The Urban Land Institute’s 2010 “Housing In America: The Next Decade”
February 20, 2010 by Jim Walberg · Leave a Comment
It is important for all of us to deal with reality in the midst of one of the biggest housing crisis in decades. You know I am looking for ways to make lemonade out of lemons in all aspects of my life. So, I don’t know how I missed this very important report regarding the 2010 predictions outlined in Ronald Terwilliger’s research paper Housing in America: The Next Decade. The report was presented at the January 26, 2010 meeting of the Urban Land Institute Trustee meeting. One of the key authors was Ronald Terwilliger – the chairperson of the Urban Land Institute. There are many different aspects of the report you will want to read so take some time to do so. Mr. Terwilliger writes about two major hurdles the 2010 housing market is experiencing in 2010. Here is a brief review of both points.

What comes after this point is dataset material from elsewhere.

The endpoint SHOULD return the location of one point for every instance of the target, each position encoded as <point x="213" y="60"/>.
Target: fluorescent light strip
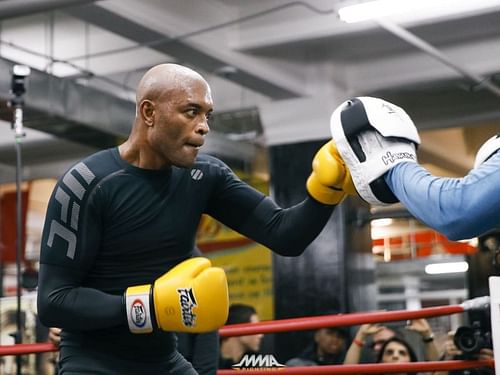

- PRICING: Mr. Terwillinger states the biggest obstacle to stabilizing home prices is the threat of a new wave of foreclosures. In 2008, more than 1.7 million homes were foreclosed or lost by short sale or deed in lieu. Another two million were lost last year and Moody’s Economy.com projects 2.4 million to be lost in 2010 and this may be a conservative estimate. Every time prices decrease, more homeowners see themselves in the position of being ‘underwater’ on their mortgage. Many studies have shown that once a homeowner reaches that point, they are more apt to ‘walk away’ from the home and the mortgage. This leads to more foreclosures, which leads to more price reductions, which leads to more people being ‘underwater’. And the foreclosure cycle continues.
Mr. Terwilliger’s opinion is that the number of homes ‘underwater’ is the biggest hurdle of our housing crisis. There were 48.4 million homes that had a mortgage in 2005. Estimates of how many of these homes currently are ‘underwater’ vary from 12 to 16 million, over one in four. Deutsche Bank Securities projects that 21 million U.S. households will be ‘underwater’ by the end of 2010 meaning that over 40% of mortgaged homes would be at risk. This could double the mortgage defaults from 2009 if only one “underwater” homeowner in five decides to walk from their home and mortgage. Prices are going to continue to fall this year in many of our micro-markets, especially in the $1 million to $2 million price points.
- OUR BROKEN HOME MORTGAGE LENDING SYSTEM: Realistically, all funds supplied to the residential market today are the direct result of federal subsidies. All new mortgages today are being bought or reviewed by the federal government. Private investors have completely exited the market absent a federal guarantee. What was once considered the world’s most efficient housing finance system, attracting trillions of dollars of investment from around the world, is now shunned by all, both here and abroad. And, remember that the Feds are exiting the mortgage markets on March 31, 2010. Interest rates will need to go up in order to entice investors back into the home lending markets. These factors are keys to the concern of when the housing recovery will actually take hold. It does not appear it will be in 2010.
And, there are still opportunities for those who are paying attention to the continued trend down in pricing and the upward trend in home foreclosures. Here are three key opportunities for Buyers and Sellers to consider.
- Buyers can purchase their dream home at rock bottom prices and get historically low interest rates.
- It is a great time for Sellers to move-up to the house they always wished for, again with very low interest rates. They may not have this opportunity again for years.
- More than ever, families need professional and patient Realtors and mortgage brokers to help them manage through the very difficult maze of this housing crisis. There are always opportunities and solutions during a crisis. It is critical to be able to find them.